The first feature area I want to explore in my Introducing the Six Pillars of SharePoint series is the Sites feature area. In SharePoint Foundation 2010, Microsoft has provided some rudimentary capabilities for maintaining content in SharePoint – for intranets, extranets and public web sites. SharePoint Designer 2010 (available as a free download) adds some functionality in terms of designing, creating and managing pages. However, if you want a more feature rich web content management system, you may want to consider purchasing SharePoint Server 2010 Standard Edition or Enterprise Edition.
Some of the additional features you receive in the Standard and Enterprise editions include:
- A mature publishing infrastructure
- Ability to customize page layouts
- Additional workflows for content approval
- More user-friendly controls for your content editors
- Ability to publish content to additional SharePoint farm(s)
- Ability to target content to specific audiences
Some would argue that SharePoint is not a full-fledged web content management system, but I disagree with that sentiment. It is true that a fair amount of customization may need to be done to suit your needs, but for some companies what is provided out of the box is sufficient. It is by design that Microsoft allows you to customize the publishing features. In fact, I have never worked with a pure content management system that did not require a degree of customization. With SharePoint, you get content management and then some. You may indeed find that the content management in SharePoint is not for you. It is ok to use SharePoint for its other capabilities while not taking advantage of the Sites features.
I do want to address one thing regarding the look and feel of SharePoint. Many companies speak of “branding” their pages so they will “not look like SharePoint.” This stems from the idea that SharePoint has a typical look and feel that is simplistic and overused. Many companies choose to keep the out of the box look and feel. In addition, many SharePoint experts have public sites that retain the default look and feel. I would like to suggest that if the default look and feel does not work for you, then do not use it. That may mean you purchase a template from one of the many providers that create templates for SharePoint. But what you should not do is try to make your design fit inside of the SharePoint framework. In other words, start from scratch rather than trying to modify one of the default templates. Take a page that you created and add SharePoint controls to it. You will find it is more flexible than you imagined once you get the hang of it.

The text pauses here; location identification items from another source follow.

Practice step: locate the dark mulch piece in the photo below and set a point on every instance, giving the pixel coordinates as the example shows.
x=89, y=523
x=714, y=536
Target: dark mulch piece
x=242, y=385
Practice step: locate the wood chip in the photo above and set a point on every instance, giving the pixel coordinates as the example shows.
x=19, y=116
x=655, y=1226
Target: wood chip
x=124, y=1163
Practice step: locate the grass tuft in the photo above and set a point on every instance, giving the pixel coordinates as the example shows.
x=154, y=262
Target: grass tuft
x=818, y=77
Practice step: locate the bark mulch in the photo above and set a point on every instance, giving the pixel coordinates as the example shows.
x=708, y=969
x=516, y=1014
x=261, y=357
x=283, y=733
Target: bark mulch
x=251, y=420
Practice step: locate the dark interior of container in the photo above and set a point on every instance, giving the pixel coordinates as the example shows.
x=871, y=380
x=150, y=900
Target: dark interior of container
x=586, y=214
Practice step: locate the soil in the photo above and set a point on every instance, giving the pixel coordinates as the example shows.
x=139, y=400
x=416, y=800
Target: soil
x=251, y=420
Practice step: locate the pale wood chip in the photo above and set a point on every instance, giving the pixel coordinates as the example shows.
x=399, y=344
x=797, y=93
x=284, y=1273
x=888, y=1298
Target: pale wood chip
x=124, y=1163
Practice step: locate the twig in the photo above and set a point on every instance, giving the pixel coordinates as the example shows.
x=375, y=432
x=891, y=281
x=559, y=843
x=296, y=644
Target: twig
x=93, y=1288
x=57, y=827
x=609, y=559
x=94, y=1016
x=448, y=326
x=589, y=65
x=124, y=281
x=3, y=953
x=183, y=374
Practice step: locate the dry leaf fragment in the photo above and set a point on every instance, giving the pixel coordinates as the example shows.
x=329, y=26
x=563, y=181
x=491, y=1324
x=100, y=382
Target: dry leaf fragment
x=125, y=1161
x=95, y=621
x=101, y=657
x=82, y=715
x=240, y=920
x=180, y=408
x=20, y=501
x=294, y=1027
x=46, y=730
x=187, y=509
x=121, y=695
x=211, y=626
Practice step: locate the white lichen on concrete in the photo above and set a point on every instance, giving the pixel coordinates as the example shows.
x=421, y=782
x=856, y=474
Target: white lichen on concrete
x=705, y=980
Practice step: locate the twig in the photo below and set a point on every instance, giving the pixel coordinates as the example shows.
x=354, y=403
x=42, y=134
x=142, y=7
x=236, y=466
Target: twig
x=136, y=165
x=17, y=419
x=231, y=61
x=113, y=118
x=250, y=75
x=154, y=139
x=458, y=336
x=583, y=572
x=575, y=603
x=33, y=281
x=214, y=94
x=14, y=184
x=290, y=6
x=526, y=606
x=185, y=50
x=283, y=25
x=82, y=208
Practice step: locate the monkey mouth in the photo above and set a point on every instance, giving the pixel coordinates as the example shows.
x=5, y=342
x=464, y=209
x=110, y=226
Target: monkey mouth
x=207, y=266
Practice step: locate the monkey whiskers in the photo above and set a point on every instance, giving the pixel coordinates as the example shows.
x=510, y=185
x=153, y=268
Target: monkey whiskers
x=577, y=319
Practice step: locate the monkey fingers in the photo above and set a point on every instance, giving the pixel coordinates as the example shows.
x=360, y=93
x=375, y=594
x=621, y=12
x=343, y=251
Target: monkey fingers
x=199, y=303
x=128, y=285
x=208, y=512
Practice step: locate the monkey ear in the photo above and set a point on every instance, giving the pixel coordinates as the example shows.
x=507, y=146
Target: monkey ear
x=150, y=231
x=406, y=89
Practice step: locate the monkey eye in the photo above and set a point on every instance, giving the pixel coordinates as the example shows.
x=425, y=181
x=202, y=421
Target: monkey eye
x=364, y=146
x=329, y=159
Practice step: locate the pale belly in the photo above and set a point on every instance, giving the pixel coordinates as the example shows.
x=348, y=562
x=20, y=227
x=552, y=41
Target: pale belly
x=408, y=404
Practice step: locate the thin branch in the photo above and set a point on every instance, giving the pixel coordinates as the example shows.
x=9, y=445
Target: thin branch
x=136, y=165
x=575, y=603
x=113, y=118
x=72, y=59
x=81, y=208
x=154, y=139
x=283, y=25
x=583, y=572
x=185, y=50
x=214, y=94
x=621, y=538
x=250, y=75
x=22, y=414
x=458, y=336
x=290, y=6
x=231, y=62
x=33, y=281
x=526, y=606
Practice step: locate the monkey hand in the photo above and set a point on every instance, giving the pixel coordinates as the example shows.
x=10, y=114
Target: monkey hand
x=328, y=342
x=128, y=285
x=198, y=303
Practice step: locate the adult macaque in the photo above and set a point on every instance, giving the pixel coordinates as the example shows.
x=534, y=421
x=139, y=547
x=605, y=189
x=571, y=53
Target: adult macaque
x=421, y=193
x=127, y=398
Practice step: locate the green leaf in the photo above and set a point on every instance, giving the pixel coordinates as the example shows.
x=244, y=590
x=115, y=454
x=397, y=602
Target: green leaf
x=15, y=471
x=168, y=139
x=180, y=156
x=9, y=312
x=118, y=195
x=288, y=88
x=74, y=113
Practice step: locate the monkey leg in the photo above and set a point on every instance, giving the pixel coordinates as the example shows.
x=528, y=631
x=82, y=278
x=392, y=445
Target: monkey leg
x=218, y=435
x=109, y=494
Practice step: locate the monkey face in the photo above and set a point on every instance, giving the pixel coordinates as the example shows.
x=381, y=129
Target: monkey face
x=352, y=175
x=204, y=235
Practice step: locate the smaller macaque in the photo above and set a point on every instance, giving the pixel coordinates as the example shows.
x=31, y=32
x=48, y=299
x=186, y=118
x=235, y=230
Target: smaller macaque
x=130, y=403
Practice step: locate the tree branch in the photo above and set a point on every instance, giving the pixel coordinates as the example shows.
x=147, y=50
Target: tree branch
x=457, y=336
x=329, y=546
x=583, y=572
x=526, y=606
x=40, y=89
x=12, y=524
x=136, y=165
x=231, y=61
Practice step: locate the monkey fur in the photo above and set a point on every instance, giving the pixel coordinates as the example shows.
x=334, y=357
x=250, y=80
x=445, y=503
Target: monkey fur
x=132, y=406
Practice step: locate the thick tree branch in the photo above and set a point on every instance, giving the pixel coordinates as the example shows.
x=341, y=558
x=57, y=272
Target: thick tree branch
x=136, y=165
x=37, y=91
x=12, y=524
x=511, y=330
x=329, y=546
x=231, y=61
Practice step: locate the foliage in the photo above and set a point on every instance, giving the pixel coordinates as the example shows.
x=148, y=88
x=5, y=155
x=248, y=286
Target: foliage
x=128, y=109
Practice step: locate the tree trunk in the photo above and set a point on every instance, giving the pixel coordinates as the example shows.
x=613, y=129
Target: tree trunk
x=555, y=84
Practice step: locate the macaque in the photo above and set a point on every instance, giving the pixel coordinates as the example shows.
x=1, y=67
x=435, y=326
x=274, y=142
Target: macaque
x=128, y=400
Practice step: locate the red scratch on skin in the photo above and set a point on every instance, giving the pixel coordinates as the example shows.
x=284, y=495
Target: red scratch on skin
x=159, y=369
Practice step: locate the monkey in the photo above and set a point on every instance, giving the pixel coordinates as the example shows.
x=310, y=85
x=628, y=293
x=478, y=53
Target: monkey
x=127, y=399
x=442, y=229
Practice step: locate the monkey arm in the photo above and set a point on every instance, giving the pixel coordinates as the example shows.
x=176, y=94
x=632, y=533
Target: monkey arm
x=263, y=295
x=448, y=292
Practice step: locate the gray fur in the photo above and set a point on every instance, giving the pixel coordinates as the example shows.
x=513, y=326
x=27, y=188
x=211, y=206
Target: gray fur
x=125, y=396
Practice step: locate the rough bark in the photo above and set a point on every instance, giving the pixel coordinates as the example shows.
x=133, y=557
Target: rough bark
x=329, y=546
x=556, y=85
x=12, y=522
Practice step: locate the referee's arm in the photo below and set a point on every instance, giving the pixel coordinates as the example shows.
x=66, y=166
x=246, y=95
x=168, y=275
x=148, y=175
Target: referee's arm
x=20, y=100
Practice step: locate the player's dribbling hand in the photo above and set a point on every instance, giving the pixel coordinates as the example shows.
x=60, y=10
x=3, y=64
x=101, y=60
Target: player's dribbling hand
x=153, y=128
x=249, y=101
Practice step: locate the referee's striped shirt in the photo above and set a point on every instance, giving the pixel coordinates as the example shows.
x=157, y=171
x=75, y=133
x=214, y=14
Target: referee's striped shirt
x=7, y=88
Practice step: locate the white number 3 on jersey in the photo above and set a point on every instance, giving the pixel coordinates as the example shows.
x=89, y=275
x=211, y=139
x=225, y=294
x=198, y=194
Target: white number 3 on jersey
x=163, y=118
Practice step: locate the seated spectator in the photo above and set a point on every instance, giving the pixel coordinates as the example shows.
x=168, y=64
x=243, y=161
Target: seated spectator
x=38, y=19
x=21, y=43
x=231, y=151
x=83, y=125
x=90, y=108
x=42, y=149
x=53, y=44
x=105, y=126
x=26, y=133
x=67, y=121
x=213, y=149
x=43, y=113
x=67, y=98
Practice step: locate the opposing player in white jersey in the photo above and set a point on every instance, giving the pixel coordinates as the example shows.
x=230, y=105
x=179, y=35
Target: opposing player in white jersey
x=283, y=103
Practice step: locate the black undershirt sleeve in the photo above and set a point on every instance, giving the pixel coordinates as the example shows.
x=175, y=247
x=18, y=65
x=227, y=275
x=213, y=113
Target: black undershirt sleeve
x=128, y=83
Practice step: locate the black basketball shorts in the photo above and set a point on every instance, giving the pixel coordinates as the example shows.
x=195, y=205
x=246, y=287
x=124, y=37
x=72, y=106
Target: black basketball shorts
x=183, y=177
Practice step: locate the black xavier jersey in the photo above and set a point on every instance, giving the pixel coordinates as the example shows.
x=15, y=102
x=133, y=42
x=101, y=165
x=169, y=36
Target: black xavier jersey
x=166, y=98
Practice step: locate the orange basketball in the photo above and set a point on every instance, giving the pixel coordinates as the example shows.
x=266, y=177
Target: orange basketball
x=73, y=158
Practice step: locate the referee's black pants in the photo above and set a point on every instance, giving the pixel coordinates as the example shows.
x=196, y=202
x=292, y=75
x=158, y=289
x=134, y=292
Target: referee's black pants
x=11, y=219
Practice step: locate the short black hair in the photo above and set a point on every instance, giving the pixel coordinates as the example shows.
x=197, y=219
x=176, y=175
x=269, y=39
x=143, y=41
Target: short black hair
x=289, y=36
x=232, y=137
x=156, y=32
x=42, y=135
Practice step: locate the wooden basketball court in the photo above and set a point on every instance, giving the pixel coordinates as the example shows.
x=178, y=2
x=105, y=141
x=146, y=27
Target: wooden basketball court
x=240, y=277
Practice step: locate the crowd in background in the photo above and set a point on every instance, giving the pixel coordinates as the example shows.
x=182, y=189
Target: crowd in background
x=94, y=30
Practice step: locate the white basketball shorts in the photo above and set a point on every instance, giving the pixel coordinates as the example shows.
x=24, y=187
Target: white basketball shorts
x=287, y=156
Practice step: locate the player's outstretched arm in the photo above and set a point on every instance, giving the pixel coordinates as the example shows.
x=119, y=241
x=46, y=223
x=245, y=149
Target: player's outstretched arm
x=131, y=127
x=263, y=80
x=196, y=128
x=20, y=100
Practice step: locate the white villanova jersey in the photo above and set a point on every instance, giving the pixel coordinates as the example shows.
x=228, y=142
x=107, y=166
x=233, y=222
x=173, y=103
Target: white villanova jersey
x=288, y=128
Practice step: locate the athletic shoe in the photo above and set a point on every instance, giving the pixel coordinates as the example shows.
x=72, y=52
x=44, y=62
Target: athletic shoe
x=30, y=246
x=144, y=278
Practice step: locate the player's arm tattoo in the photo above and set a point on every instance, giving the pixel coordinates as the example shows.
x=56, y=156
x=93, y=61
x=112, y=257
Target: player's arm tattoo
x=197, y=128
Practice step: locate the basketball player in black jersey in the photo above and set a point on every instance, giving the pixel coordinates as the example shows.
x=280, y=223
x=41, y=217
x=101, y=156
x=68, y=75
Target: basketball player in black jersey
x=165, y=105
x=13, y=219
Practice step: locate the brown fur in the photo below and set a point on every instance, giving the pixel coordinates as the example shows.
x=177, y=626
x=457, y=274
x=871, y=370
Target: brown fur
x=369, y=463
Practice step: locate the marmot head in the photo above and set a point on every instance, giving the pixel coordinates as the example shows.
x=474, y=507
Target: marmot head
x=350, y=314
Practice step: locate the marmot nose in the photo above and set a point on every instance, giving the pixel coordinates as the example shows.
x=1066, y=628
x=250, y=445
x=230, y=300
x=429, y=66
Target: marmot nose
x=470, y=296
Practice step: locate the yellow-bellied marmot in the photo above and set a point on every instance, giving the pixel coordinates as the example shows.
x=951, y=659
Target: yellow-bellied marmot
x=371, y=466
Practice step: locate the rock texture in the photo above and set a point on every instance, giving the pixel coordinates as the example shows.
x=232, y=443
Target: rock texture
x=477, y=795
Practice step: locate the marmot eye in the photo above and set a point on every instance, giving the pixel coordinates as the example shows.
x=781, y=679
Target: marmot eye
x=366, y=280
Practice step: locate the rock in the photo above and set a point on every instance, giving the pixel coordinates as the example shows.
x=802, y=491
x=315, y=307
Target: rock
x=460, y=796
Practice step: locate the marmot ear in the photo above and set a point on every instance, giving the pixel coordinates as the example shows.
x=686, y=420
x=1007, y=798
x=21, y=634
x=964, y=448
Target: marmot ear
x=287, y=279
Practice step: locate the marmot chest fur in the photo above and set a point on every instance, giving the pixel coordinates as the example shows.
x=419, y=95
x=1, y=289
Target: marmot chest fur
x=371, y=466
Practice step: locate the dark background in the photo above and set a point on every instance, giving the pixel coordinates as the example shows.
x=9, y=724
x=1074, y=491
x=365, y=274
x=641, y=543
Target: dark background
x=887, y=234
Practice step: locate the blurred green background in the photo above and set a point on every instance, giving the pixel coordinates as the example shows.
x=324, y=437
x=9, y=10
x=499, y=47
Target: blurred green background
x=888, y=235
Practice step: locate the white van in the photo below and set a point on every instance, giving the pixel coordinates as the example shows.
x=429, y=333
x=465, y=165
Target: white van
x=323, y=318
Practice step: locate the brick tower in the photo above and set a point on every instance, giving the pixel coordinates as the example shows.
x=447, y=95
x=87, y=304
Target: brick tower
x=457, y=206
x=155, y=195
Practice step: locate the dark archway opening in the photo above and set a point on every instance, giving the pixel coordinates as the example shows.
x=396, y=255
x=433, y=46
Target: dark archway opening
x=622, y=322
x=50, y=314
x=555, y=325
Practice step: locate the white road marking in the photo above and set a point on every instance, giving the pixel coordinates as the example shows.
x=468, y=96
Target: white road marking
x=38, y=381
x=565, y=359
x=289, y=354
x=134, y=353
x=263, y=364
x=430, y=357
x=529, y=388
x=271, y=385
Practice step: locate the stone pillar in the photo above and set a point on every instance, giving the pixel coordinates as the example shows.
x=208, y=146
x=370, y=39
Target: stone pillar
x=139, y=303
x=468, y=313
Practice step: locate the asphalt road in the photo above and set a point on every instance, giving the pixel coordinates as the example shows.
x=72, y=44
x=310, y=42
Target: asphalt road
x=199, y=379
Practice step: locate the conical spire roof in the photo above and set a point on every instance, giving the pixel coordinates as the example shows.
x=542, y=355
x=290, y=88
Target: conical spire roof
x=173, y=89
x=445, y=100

Another thing to consider is that SharePoint is a platform that is service oriented. So if you have an existing intranet – maybe even one that resides on a different platform – you can take advantage of RSS feeds, web services and so forth to pull content from SharePoint’s repository for display on your existing site. This is often used as a transitional solution where a company wants to move to the SharePoint platform for content management but is not ready to roll out the user interface to the masses just yet, however, it is also acceptable as a long term solution in certain cases.